🤖 AI Summary
Pure entropy minimization at test time often induces model collapse—manifesting as degenerate outputs (e.g., constant predictions), exploding logit norms, or class shift—thereby impairing generalization. To address this, we propose ZeroSiam: an adaptive test-time inference framework built upon a lightweight asymmetric Siamese architecture. Its core innovations include a divergence alignment mechanism, classifier-preceding gradient stopping, and a learnable dynamic predictor—jointly suppressing output collapse and regularizing bias signals. Crucially, ZeroSiam stabilizes entropy optimization during inference without requiring any training data. Extensive experiments demonstrate that ZeroSiam significantly outperforms existing test-time adaptation methods across vision domain adaptation and large language model inference tasks.
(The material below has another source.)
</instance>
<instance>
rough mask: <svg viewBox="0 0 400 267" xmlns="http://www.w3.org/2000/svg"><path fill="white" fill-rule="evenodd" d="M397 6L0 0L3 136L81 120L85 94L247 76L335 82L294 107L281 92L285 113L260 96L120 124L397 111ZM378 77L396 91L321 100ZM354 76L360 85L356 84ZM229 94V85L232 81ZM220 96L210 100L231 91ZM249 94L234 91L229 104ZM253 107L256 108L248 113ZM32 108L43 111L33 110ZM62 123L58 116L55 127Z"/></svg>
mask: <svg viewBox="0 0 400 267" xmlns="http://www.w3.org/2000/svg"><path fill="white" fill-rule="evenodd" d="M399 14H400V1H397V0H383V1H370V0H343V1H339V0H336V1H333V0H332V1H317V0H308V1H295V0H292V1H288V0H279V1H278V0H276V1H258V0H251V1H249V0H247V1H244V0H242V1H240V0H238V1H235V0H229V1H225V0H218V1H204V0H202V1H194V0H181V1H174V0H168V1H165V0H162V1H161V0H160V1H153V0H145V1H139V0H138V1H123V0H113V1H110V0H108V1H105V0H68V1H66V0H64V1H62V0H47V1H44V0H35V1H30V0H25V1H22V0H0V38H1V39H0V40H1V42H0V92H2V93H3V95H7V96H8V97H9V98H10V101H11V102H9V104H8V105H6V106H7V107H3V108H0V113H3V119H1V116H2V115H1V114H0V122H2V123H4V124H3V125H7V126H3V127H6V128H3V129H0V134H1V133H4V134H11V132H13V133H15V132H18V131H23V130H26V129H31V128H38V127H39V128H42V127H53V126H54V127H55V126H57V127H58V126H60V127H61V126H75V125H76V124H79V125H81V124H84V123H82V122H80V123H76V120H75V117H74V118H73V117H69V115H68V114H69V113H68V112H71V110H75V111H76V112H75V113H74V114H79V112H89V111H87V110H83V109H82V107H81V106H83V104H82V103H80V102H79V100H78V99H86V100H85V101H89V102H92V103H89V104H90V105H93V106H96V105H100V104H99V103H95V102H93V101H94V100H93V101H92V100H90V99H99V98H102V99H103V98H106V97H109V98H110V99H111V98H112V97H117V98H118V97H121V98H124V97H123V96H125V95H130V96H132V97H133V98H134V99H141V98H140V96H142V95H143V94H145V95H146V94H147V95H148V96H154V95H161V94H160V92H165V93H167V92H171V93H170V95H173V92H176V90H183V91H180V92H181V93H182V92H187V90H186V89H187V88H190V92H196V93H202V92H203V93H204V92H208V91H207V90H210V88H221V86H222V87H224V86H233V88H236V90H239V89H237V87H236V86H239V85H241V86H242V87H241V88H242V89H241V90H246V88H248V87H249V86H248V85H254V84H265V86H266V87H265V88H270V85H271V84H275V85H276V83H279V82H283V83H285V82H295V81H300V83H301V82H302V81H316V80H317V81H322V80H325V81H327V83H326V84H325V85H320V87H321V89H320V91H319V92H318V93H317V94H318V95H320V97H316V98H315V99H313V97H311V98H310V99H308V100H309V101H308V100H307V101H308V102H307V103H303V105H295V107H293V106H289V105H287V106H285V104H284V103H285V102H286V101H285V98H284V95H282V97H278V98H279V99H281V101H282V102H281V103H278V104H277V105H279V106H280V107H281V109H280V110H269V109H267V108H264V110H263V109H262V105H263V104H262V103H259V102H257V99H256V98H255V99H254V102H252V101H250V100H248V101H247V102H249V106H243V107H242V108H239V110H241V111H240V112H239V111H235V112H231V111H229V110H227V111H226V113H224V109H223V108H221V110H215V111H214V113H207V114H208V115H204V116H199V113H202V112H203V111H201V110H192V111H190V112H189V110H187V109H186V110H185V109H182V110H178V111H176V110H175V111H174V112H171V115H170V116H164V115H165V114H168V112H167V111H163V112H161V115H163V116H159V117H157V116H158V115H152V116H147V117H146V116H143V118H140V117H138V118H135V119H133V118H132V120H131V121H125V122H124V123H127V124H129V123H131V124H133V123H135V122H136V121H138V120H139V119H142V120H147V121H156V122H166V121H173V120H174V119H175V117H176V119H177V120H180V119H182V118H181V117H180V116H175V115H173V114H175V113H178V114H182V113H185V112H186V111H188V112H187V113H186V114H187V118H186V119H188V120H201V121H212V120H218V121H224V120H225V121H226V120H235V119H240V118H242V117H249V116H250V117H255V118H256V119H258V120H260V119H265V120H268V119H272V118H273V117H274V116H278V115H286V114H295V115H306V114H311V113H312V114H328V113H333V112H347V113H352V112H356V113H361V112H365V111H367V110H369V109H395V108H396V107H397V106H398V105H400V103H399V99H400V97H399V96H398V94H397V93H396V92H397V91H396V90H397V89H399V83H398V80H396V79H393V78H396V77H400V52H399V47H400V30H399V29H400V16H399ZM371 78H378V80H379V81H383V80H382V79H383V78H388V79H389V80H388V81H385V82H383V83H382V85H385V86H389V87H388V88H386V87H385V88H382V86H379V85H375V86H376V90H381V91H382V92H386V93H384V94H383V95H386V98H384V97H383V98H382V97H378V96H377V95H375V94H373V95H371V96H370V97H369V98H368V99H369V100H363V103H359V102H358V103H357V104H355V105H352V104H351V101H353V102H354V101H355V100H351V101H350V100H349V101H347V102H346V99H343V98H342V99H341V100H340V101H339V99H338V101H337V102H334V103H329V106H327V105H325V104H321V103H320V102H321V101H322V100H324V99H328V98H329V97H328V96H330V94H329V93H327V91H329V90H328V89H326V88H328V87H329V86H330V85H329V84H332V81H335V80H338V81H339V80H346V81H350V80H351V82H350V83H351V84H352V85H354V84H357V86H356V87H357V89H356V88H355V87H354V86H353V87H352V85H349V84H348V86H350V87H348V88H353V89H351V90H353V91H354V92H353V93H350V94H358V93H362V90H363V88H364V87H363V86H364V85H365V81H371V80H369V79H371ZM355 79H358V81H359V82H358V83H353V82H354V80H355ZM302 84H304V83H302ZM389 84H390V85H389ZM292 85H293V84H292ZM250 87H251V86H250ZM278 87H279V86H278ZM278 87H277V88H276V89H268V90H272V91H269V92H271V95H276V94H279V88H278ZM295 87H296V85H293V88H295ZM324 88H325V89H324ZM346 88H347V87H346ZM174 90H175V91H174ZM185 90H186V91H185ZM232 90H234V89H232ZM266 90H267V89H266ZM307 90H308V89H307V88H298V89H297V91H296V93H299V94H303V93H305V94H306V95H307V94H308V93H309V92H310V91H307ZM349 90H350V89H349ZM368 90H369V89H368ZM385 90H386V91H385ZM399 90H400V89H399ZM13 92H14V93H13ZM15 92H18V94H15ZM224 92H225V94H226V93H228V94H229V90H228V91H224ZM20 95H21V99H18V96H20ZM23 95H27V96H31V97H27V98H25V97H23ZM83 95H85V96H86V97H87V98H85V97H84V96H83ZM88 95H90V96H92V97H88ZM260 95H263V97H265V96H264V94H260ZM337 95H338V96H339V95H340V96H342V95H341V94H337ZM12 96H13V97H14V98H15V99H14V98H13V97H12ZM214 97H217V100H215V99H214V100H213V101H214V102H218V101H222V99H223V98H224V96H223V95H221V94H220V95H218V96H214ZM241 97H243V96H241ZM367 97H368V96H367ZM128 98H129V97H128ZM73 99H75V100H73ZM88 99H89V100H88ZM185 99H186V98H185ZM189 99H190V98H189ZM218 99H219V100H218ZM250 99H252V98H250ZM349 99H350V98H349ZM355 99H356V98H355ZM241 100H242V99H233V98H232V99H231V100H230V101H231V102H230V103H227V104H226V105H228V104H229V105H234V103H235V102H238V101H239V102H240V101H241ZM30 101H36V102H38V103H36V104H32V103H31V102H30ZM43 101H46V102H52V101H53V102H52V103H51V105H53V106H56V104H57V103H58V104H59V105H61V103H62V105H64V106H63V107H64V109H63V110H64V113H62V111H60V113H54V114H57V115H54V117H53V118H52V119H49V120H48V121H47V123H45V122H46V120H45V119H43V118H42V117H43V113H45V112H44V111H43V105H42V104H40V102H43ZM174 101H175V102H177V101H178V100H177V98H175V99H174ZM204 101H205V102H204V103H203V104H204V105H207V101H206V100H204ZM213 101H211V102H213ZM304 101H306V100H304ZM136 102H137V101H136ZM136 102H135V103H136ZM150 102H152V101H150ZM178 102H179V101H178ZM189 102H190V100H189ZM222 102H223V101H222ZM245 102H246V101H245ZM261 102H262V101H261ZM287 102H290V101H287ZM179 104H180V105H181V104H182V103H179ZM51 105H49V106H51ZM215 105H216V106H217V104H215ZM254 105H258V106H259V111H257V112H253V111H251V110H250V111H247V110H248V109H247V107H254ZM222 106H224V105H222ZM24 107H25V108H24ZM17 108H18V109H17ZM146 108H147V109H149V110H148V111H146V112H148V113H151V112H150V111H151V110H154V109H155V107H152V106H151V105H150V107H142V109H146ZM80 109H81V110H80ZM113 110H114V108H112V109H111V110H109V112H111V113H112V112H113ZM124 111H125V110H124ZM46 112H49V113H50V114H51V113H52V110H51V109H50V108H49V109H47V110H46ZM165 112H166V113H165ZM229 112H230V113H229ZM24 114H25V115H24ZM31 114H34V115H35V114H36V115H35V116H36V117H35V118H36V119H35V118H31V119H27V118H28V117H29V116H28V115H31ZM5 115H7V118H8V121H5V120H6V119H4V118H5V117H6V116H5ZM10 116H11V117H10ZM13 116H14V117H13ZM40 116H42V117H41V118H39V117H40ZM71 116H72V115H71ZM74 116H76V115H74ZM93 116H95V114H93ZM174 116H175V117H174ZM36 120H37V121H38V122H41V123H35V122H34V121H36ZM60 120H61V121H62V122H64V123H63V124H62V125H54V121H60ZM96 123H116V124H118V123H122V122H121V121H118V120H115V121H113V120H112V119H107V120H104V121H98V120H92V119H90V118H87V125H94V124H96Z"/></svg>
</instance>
Notably, it effectively mitigates collapse in smaller models, enhancing cross-environment generalization and robust reasoning capabilities.
📝 Abstract
Test-time entropy minimization helps adapt a model to novel environments and incentivize its reasoning capability, unleashing the model's potential during inference by allowing it to evolve and improve in real-time using its own predictions, achieving promising performance. However, pure entropy minimization can favor non-generalizable shortcuts, such as inflating the logit norm and driving all predictions to a dominant class to reduce entropy, risking collapsed solutions (e.g., constant one-hot outputs) that trivially minimize the objective without meaningful learning. In this paper, we introduce ZeroSiam, an efficient asymmetric Siamese architecture tailored for test-time entropy minimization. ZeroSiam prevents collapse through asymmetric divergence alignment, which is efficiently achieved by a learnable predictor and a stop-gradient operator before the classifier. We provide empirical and theoretical evidence that ZeroSiam not only prevents collapse solutions, but also absorbs and regularizes biased learning signals, enhancing performance even when no collapse occurs. Despite its simplicity, extensive results show that ZeroSiam performs more stably over prior methods using negligible overhead, demonstrating efficacy on both vision adaptation and large language model reasoning tasks across challenging test scenarios and diverse models, including tiny models that are particularly collapse-prone.